IMG à 19SA pour trisomie 21
Posté : 18 janvier 2026, 15:26
Bonjour à toutes et tous,
Je vous lis depuis quelques semaines. Vos témoignages m’ont déjà beaucoup aidée. Je vous remercie pour vos partages, si durs, mais qui donnent aussi parfois de l’espoir dans ces moments si difficiles.
Je suis maman d’un merveilleux petit garçon de 2 ans, Marcel. En mars 2025 on s’est décidés à essayer d’avoir un second enfant. J’ai fait une fausse couche précoce (après seulement quelques jours). Puis, je suis de nouveau tombée enceinte, et j’ai fait une grossesse extra-utérine, qui s’est terminée en juin.
Nous nous sommes mariés début juillet, c’était un merveilleux moment après ces mois très difficiles.
Je suis de nouveau tombée enceinte en août et ai fait une fausse couche à 9SA.
Je suis tombée enceinte dans la foulée, le 16 septembre 2025 (juste après la fausse couche, avant mon retour de couches).
Durant le premier trimestre de grossesse, j’ai eu des nausées jour et nuit, c’était difficile. Nous n’étions pas sereins et avions des contrôles écho toutes les 1 à 2 semaines. J’étais supplémentée en ***** car on avait suspecté un déficit qui serait à l’origine des fausses couches. J’allaitais toujours Marcel, mais ma lactation a chuté avec la prise de ***** et Marcel s’est sevré progressivement et naturellement début décembre.

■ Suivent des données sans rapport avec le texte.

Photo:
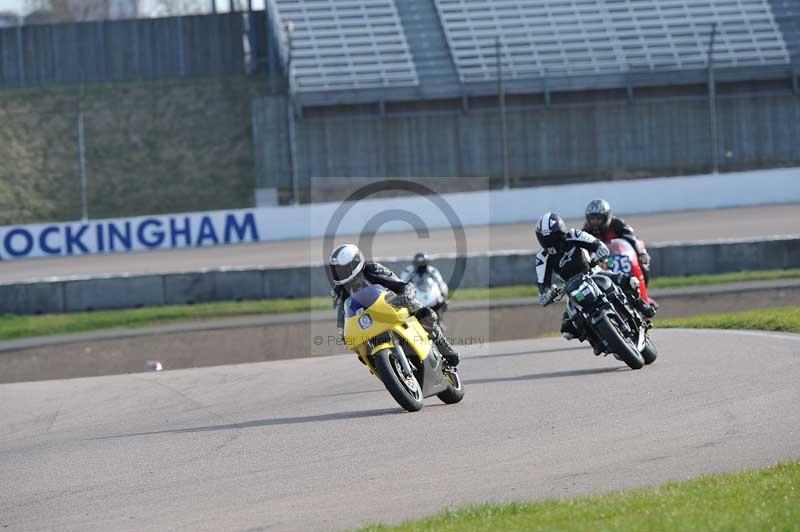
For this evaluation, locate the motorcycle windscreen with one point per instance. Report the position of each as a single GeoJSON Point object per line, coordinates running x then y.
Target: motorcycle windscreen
{"type": "Point", "coordinates": [362, 299]}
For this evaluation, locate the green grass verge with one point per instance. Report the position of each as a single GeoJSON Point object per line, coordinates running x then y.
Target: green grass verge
{"type": "Point", "coordinates": [760, 500]}
{"type": "Point", "coordinates": [16, 327]}
{"type": "Point", "coordinates": [782, 319]}
{"type": "Point", "coordinates": [735, 277]}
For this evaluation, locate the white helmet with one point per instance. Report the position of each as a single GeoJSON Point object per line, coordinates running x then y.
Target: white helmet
{"type": "Point", "coordinates": [345, 263]}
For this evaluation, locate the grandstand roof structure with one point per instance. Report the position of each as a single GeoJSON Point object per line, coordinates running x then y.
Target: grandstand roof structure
{"type": "Point", "coordinates": [352, 51]}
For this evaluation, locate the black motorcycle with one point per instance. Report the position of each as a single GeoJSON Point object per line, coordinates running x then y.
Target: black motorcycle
{"type": "Point", "coordinates": [600, 309]}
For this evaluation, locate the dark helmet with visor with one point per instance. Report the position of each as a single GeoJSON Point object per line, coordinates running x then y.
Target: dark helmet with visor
{"type": "Point", "coordinates": [421, 261]}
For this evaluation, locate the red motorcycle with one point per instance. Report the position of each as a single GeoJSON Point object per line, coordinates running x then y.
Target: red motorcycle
{"type": "Point", "coordinates": [624, 259]}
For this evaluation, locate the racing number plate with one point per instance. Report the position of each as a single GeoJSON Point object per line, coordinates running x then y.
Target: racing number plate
{"type": "Point", "coordinates": [365, 321]}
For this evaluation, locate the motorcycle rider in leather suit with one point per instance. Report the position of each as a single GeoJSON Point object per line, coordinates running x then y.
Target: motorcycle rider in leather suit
{"type": "Point", "coordinates": [350, 272]}
{"type": "Point", "coordinates": [601, 223]}
{"type": "Point", "coordinates": [563, 255]}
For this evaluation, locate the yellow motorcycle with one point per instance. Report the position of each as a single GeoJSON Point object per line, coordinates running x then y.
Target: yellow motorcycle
{"type": "Point", "coordinates": [397, 350]}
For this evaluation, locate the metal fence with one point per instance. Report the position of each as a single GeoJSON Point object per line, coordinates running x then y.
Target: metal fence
{"type": "Point", "coordinates": [125, 50]}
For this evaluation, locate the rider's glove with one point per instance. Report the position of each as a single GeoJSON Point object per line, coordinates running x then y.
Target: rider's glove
{"type": "Point", "coordinates": [546, 298]}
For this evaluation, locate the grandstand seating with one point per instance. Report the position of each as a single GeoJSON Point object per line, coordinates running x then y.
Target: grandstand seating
{"type": "Point", "coordinates": [344, 44]}
{"type": "Point", "coordinates": [350, 51]}
{"type": "Point", "coordinates": [579, 37]}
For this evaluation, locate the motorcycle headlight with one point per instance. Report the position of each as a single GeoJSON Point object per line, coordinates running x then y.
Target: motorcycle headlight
{"type": "Point", "coordinates": [393, 299]}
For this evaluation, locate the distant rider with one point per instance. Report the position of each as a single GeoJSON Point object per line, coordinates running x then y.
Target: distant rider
{"type": "Point", "coordinates": [562, 254]}
{"type": "Point", "coordinates": [350, 273]}
{"type": "Point", "coordinates": [602, 224]}
{"type": "Point", "coordinates": [419, 270]}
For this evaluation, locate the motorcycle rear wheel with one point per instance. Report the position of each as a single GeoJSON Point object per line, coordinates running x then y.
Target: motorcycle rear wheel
{"type": "Point", "coordinates": [455, 391]}
{"type": "Point", "coordinates": [406, 391]}
{"type": "Point", "coordinates": [617, 344]}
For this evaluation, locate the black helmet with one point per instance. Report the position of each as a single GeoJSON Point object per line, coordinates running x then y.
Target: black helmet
{"type": "Point", "coordinates": [598, 214]}
{"type": "Point", "coordinates": [551, 232]}
{"type": "Point", "coordinates": [421, 261]}
{"type": "Point", "coordinates": [346, 263]}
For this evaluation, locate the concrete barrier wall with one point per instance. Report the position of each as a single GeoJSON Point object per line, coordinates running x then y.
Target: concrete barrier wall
{"type": "Point", "coordinates": [498, 269]}
{"type": "Point", "coordinates": [375, 214]}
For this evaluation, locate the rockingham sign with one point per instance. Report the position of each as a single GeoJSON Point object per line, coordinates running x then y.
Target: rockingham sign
{"type": "Point", "coordinates": [129, 234]}
{"type": "Point", "coordinates": [414, 212]}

L’écho du premier trimestre était parfaite, on a appris que l’on attendait probablement une petite fille, que l’on a appelée Liv. La clarté nuccale était de 2,5mm, la limite haute, l’échographiste nous a dit que nous devrions probablement faire le DPNI compte tenu de cette valeur et de mon âge (37 ans) mais qu’il n’y avait pas lieu de s’inquiéter.
Nous avions toujours en tête l’attente des résultats du tri-test pour être pleinement rassurés mais nous nous sommes autorisés à nous réjouir, à nous projeter. Nous avons choisi 2 marraines pour notre petite.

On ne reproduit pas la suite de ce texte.